The explanation of the amendment in the letter from the noble Lord, Lord Bethell, is brief, simply stating:
“This is a clarification of the definition of attractiveness”.
However, attractiveness is not defined, except in relation to its subjectivity. In my view, that achieves little of any substance, so I am not too sure what the government amendment is trying to convey.
I shall now move on to my amendments. The Bill in its current form says that the appropriate authority must have regard to three considerations—the safety of medicines, their availability, and
“the attractiveness of the relevant part of the United Kingdom as a place in which to conduct clinical trials or supply human medicines.”

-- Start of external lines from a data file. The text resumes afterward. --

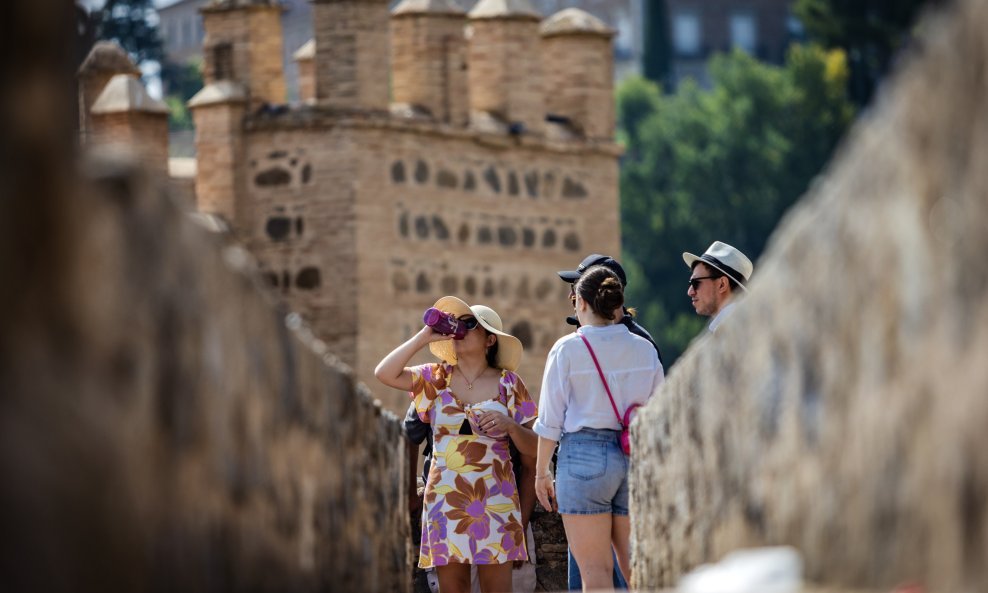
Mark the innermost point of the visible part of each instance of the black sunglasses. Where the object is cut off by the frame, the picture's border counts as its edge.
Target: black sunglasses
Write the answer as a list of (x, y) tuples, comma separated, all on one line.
[(470, 322), (695, 282)]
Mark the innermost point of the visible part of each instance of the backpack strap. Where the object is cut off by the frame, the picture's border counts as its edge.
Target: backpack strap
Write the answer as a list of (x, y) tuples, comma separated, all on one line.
[(601, 373)]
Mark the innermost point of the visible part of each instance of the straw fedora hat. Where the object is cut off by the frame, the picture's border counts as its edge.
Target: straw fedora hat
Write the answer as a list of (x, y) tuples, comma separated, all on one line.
[(509, 348), (727, 259)]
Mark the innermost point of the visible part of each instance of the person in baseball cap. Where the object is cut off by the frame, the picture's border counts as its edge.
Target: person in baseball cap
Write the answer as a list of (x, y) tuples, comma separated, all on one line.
[(627, 317), (717, 276)]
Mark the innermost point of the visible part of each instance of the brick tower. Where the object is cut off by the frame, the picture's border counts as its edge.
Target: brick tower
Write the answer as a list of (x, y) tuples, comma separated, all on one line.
[(506, 66), (105, 60), (428, 55), (243, 43), (352, 51), (579, 66), (362, 212)]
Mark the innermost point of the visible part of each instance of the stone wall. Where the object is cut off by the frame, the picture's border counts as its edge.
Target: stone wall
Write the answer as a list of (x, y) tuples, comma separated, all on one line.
[(164, 426), (842, 409)]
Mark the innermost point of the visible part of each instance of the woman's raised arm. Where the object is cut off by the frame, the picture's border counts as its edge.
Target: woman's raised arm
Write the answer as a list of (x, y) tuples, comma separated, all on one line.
[(392, 370)]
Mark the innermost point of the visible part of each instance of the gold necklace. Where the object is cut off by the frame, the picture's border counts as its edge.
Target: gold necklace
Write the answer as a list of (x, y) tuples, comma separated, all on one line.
[(469, 382)]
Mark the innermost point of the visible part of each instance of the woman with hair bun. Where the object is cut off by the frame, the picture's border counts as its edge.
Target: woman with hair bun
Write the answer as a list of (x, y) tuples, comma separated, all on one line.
[(593, 377)]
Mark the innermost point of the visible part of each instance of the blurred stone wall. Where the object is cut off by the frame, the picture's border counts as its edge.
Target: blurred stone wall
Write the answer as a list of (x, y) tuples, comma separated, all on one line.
[(843, 409), (163, 425)]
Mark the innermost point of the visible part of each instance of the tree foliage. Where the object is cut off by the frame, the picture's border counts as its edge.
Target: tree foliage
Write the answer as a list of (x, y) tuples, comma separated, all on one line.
[(657, 59), (719, 164), (870, 32), (130, 23)]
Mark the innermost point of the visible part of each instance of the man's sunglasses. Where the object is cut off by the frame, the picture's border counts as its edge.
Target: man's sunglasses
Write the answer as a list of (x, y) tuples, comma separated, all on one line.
[(470, 322), (695, 282)]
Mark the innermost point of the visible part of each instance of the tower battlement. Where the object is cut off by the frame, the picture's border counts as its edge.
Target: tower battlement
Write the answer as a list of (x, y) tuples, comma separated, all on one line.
[(420, 162)]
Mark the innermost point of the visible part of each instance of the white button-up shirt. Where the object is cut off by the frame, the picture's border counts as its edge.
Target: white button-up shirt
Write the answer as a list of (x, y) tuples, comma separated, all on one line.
[(723, 314), (573, 396)]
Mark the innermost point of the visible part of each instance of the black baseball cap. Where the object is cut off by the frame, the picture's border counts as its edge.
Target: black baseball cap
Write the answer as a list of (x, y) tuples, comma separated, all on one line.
[(588, 262)]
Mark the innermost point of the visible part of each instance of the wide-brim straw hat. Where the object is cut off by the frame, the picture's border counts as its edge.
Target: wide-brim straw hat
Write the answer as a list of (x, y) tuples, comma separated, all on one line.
[(509, 348), (727, 259)]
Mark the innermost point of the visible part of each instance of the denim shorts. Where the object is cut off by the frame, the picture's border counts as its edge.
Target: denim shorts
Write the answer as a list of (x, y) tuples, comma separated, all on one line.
[(592, 473)]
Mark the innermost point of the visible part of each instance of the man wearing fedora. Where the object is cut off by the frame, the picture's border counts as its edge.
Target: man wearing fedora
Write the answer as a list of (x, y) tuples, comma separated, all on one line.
[(717, 276)]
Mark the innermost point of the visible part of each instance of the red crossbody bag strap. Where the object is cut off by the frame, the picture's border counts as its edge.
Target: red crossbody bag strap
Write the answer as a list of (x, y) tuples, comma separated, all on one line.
[(601, 373)]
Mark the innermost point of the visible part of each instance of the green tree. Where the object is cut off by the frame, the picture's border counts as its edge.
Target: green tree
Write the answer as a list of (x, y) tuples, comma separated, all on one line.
[(180, 82), (129, 23), (719, 164), (871, 32), (657, 58)]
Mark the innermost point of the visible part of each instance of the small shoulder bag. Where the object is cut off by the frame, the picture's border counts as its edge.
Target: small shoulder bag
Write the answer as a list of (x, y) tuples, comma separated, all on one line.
[(625, 437)]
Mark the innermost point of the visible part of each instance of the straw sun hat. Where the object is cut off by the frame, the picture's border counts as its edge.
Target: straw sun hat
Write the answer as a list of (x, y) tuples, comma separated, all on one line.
[(508, 347)]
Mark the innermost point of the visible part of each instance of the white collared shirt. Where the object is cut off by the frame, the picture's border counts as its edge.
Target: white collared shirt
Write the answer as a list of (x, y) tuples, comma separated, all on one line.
[(719, 318), (573, 396)]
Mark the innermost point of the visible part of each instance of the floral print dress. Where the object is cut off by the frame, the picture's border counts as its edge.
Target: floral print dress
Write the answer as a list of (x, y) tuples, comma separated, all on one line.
[(472, 512)]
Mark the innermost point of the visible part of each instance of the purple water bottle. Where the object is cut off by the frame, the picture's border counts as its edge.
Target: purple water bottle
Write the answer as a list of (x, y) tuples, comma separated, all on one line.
[(444, 323)]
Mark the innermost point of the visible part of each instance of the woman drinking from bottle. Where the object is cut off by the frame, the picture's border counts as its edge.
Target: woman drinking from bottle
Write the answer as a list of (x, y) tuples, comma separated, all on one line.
[(592, 378), (475, 403)]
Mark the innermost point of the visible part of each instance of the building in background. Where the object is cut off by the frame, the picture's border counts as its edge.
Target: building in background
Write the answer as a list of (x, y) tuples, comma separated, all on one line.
[(420, 161), (700, 28)]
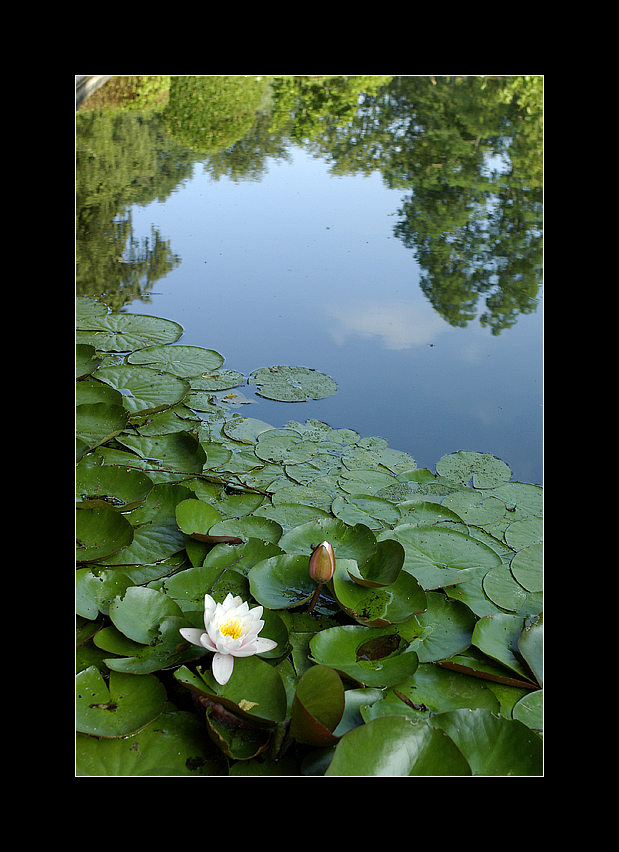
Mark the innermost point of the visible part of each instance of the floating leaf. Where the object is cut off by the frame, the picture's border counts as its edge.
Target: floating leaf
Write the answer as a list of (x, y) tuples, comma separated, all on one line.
[(86, 360), (292, 384), (99, 422), (282, 582), (437, 556), (394, 746), (124, 706), (118, 332), (195, 517), (96, 589), (182, 361), (357, 542), (100, 532), (531, 646), (486, 470), (113, 487), (390, 661), (176, 744), (318, 707), (527, 567), (144, 391), (493, 745), (443, 629), (497, 636), (377, 605)]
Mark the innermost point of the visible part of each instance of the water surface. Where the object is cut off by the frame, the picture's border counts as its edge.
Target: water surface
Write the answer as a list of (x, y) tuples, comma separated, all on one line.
[(294, 263)]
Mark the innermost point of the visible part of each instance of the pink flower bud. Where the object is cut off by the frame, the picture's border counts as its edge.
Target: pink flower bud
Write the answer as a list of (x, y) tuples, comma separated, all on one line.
[(322, 563)]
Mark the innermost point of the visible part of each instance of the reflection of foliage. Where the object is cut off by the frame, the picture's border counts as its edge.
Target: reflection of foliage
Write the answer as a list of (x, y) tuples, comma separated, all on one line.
[(302, 105), (209, 114), (475, 228), (466, 150), (121, 159), (131, 92)]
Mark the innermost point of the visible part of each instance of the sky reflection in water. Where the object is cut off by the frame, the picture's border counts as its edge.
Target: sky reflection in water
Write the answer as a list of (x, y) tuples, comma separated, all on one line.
[(302, 268)]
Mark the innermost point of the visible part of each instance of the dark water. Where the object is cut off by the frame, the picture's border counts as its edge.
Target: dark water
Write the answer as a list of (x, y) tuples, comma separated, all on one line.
[(395, 248)]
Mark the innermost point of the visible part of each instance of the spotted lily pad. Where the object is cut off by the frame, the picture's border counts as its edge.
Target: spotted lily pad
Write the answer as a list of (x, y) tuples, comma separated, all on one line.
[(486, 470), (182, 361), (118, 332), (292, 384)]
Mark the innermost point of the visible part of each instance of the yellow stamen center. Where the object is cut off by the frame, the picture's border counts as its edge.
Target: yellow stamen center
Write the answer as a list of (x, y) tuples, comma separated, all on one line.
[(232, 628)]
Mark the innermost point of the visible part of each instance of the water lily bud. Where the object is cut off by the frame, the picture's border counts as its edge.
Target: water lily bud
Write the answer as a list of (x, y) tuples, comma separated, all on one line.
[(322, 563)]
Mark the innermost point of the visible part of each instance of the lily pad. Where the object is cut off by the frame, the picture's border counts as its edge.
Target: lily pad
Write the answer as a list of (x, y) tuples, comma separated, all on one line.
[(292, 384), (318, 707), (182, 361), (114, 487), (195, 517), (394, 746), (100, 532), (492, 745), (282, 582), (436, 556), (371, 655), (144, 391), (118, 332), (377, 605), (486, 470), (348, 542), (97, 423), (176, 744), (443, 629), (122, 707)]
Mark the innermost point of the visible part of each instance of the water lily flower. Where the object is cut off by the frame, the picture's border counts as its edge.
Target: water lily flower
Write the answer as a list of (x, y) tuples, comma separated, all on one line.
[(231, 630), (322, 563), (321, 568)]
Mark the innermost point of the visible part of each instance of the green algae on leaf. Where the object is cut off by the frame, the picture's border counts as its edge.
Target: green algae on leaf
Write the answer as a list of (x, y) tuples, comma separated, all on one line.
[(292, 384)]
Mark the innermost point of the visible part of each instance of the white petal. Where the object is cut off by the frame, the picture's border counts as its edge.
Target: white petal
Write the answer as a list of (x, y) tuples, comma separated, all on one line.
[(222, 668), (192, 634)]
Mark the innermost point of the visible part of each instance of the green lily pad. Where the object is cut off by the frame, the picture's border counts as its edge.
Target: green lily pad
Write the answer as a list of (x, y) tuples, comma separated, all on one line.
[(118, 332), (292, 384), (377, 605), (435, 689), (486, 470), (96, 589), (497, 636), (438, 556), (99, 422), (282, 582), (86, 360), (144, 391), (100, 532), (374, 512), (317, 707), (176, 744), (527, 567), (348, 542), (179, 452), (195, 518), (530, 710), (531, 646), (394, 746), (371, 655), (443, 629), (114, 487), (492, 745), (182, 361), (118, 708)]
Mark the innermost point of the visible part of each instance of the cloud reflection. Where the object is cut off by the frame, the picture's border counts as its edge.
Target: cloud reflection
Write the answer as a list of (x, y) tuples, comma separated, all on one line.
[(399, 325)]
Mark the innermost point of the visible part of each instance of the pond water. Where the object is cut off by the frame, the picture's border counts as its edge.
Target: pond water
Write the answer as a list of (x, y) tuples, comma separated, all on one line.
[(382, 237)]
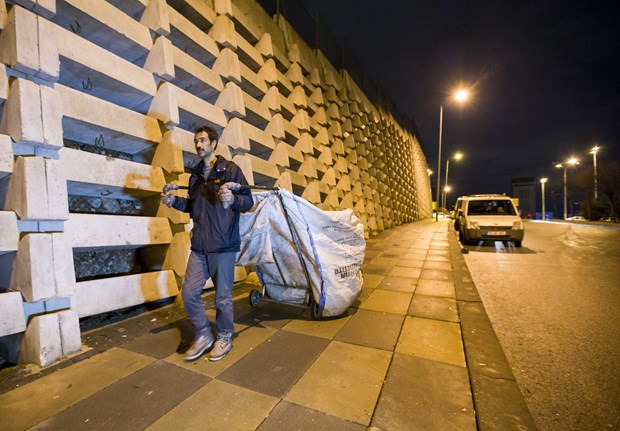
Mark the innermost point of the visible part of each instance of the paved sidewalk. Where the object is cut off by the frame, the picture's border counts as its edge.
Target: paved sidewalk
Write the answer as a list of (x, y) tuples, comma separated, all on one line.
[(415, 352)]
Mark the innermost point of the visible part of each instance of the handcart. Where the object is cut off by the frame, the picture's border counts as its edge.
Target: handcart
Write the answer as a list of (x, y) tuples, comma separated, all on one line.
[(309, 301), (303, 256)]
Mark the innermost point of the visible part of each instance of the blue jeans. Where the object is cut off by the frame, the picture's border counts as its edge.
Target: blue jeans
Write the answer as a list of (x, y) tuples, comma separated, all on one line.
[(220, 267)]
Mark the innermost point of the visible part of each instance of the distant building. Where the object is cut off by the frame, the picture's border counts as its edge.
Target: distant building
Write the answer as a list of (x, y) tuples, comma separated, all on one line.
[(524, 189)]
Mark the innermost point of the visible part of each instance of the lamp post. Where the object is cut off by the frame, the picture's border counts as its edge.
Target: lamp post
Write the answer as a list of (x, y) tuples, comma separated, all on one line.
[(460, 96), (457, 157), (594, 152), (542, 186), (570, 162)]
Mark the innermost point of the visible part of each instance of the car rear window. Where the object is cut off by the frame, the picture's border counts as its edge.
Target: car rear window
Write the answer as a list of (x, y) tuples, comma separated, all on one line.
[(491, 207)]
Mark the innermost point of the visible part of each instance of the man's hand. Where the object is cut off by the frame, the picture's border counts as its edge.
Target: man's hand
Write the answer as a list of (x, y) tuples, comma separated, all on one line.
[(169, 187), (226, 196), (167, 199)]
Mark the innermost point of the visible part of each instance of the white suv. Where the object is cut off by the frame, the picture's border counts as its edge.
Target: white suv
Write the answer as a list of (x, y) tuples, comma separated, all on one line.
[(489, 218)]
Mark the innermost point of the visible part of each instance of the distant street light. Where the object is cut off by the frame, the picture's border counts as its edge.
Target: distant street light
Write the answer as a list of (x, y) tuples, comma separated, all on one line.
[(542, 186), (570, 162), (457, 157), (446, 189), (594, 152), (460, 96)]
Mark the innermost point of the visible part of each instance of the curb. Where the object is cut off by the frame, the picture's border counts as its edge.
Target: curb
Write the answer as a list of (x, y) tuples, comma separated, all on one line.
[(498, 401)]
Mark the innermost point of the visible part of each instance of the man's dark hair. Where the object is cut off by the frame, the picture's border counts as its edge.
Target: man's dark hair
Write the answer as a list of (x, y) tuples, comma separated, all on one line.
[(211, 132)]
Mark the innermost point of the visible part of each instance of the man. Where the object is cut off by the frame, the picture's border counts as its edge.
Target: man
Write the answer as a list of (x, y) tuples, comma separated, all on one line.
[(215, 242)]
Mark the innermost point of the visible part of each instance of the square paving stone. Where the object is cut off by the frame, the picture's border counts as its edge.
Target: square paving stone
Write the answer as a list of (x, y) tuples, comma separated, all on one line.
[(344, 381), (372, 329), (425, 395), (161, 343), (289, 416), (401, 284), (399, 271), (324, 328), (387, 301), (270, 315), (437, 264), (434, 307), (132, 403), (411, 263), (218, 406), (438, 258), (372, 280), (67, 387), (436, 274), (432, 339), (371, 254), (361, 297), (436, 288), (372, 268), (276, 364), (385, 261)]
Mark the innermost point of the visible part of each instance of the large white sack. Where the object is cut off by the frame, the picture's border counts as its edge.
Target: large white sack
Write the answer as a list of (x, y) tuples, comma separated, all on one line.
[(316, 252)]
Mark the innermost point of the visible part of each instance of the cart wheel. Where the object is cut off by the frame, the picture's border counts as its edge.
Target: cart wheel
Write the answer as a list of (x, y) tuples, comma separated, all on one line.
[(254, 298), (314, 310)]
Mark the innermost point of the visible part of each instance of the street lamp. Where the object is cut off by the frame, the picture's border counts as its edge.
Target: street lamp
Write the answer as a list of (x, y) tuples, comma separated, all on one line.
[(594, 152), (542, 186), (457, 157), (446, 189), (460, 96), (570, 162)]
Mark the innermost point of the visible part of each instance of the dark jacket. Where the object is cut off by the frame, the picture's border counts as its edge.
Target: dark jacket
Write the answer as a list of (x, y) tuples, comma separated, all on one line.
[(216, 229)]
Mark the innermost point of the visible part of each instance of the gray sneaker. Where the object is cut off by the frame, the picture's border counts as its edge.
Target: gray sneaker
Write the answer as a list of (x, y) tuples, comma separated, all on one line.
[(223, 345), (200, 344)]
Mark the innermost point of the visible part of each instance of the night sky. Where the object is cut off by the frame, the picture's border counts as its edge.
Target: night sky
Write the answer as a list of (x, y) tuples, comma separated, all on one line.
[(545, 76)]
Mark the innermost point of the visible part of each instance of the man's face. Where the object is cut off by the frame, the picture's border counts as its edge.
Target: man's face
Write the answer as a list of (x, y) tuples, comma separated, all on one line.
[(204, 147)]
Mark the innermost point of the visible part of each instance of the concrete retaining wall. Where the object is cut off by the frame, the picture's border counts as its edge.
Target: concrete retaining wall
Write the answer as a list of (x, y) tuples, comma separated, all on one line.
[(136, 76)]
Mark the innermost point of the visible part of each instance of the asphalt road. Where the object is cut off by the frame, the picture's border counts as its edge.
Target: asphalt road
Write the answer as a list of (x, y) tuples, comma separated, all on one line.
[(555, 306)]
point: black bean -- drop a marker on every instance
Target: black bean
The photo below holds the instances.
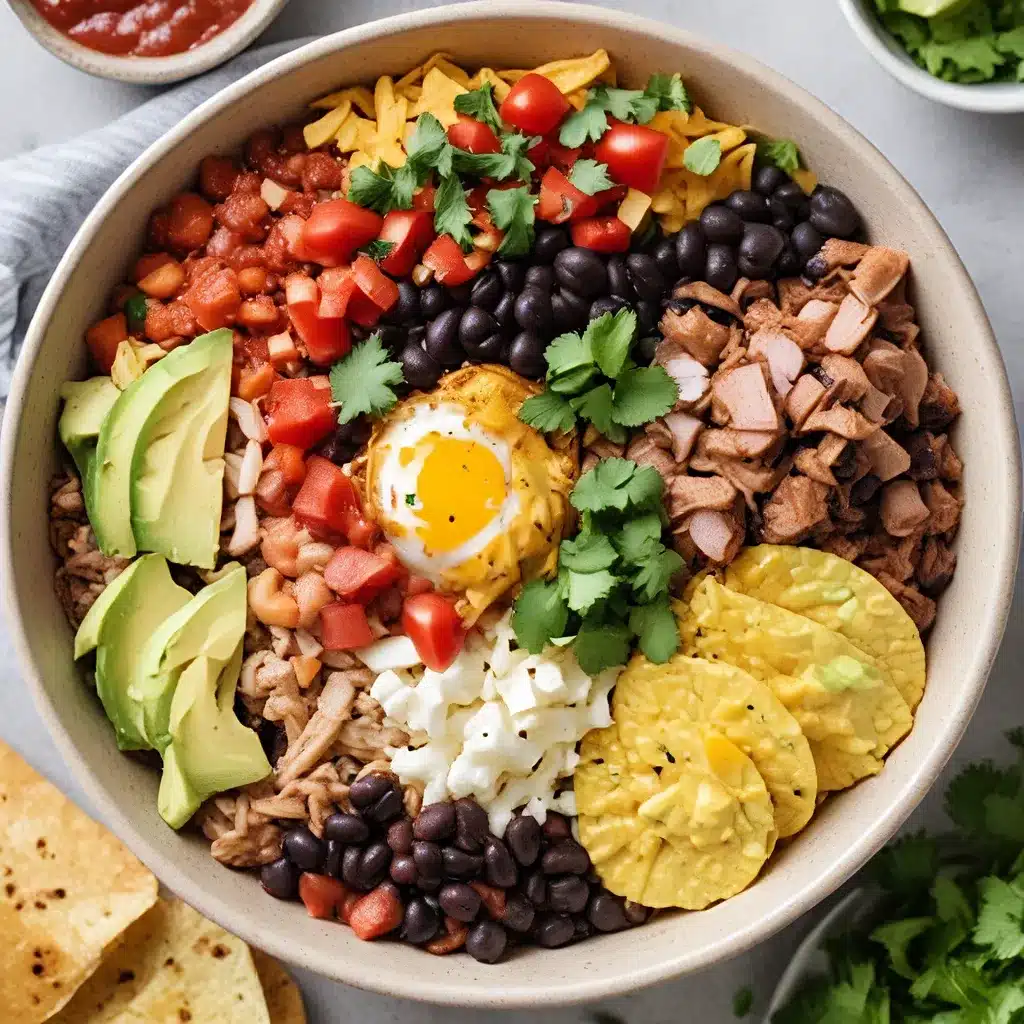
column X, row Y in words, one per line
column 806, row 240
column 460, row 901
column 487, row 291
column 486, row 941
column 721, row 224
column 768, row 178
column 548, row 243
column 568, row 895
column 568, row 857
column 750, row 205
column 554, row 930
column 691, row 251
column 499, row 867
column 532, row 310
column 420, row 923
column 833, row 213
column 280, row 879
column 403, row 869
column 523, row 838
column 519, row 912
column 304, row 850
column 605, row 911
column 472, row 826
column 433, row 301
column 459, row 864
column 583, row 271
column 721, row 270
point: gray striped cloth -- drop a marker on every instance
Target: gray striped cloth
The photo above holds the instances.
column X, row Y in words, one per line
column 45, row 195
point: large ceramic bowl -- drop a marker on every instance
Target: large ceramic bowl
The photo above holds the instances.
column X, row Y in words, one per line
column 849, row 828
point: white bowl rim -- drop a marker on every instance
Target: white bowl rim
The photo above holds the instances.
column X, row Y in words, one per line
column 150, row 71
column 984, row 97
column 425, row 987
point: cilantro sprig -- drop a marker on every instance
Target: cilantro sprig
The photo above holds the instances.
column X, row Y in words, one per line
column 591, row 377
column 612, row 584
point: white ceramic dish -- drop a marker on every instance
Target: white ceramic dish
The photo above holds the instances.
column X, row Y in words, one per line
column 987, row 97
column 151, row 71
column 849, row 827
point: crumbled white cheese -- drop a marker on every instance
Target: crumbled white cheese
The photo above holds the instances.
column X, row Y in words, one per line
column 500, row 724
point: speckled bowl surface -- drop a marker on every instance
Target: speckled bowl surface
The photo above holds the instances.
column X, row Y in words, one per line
column 849, row 827
column 151, row 71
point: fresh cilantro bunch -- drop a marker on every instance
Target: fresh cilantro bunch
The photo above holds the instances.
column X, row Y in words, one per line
column 664, row 92
column 591, row 376
column 946, row 943
column 977, row 41
column 612, row 583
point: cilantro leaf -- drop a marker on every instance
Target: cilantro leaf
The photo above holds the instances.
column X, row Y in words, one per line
column 547, row 412
column 702, row 156
column 479, row 104
column 642, row 394
column 452, row 213
column 512, row 211
column 590, row 176
column 361, row 381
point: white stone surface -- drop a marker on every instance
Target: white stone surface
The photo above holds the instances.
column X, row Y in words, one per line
column 966, row 166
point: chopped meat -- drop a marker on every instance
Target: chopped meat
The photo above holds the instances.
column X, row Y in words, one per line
column 688, row 494
column 852, row 325
column 742, row 392
column 888, row 459
column 795, row 510
column 782, row 354
column 936, row 568
column 901, row 508
column 878, row 272
column 944, row 508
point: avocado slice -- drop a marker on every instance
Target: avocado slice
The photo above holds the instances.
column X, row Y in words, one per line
column 117, row 626
column 179, row 409
column 210, row 751
column 211, row 625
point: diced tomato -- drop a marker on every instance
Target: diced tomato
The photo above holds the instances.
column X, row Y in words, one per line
column 603, row 235
column 445, row 258
column 635, row 155
column 299, row 413
column 336, row 228
column 359, row 576
column 411, row 231
column 324, row 897
column 344, row 627
column 473, row 136
column 535, row 105
column 561, row 202
column 435, row 629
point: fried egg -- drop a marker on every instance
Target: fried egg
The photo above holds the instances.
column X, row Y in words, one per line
column 469, row 496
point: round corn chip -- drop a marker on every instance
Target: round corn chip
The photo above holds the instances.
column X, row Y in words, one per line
column 845, row 701
column 68, row 890
column 673, row 816
column 840, row 596
column 736, row 705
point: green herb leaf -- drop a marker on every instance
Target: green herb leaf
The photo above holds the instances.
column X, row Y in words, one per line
column 702, row 156
column 361, row 381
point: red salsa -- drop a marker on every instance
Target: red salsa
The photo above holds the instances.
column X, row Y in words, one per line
column 148, row 29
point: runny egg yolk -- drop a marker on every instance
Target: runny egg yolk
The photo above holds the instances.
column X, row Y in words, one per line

As I have already said, there is no definition of attractiveness in the Bill; neither is there an explicit prioritisation of patient safety, as we have already discussed several times. This leaves it open to the Government to use the attractiveness provision as a vague and ambiguous term to serve whatever ends they see fit, with no appropriate legislative constraint in place. That is repeated in Clause 8, with regard to “Power to make regulations about veterinary medicines”, and Clause 12, with regard to medical devices. So the
points made here, in connection with this amendment, apply equally to similar amendments tabled to those clauses.
In principle, the attractiveness of the UK as a place to conduct clinical trials and supply medicines, veterinary medicines and medical devices is desirable, to ensure the success of our life sciences industries, and access to improved treatments and innovations. But it must not come at the cost of patient safety.
The Cumberlege review highlighted concerns that the previous regulatory framework—for medical devices, for example—relies heavily on industry self-regulation, and recommended overhauling the regulatory framework to ensure that patient perspectives and public interests take priority over industry interests.
In my view, the attractiveness clause gives rise to a number of unanswered questions. How is the UK to be made more attractive as a place to conduct clinical trials, set up businesses and market medicines and medical devices? What measures might the Government justify in future, using attractiveness under these broad powers, requiring a lesser degree of scrutiny than would otherwise be the case? Is this going to lead to safety being traded off against attractiveness post Brexit, as the UK outside the EU loses some of its competitiveness in the life sciences sector? Will the interpretation of attractiveness further enhance the interests and voices of industry?
New legislation, in my view, must not leave room for the UK to become a wild west of medicines and medical devices, in a bid to remain an attractive place to do business. Our amendment provides a more specific definition of attractiveness to mitigate some of these concerns. It narrows the definition to that of facilitating supply and demand of medicines, veterinary medicines and medical devices under the respective clauses, and as being favourable to the establishment of research, design and manufacture. There is currently no commitment in the Bill to prioritise patient safety over other considerations of liberty and attractiveness. The Government have stated their commitment to safety at all stages of the Bill so far, yet that is not backed up in the Bill by any concrete provisions. The amendment addresses that by prioritising safety over those other considerations.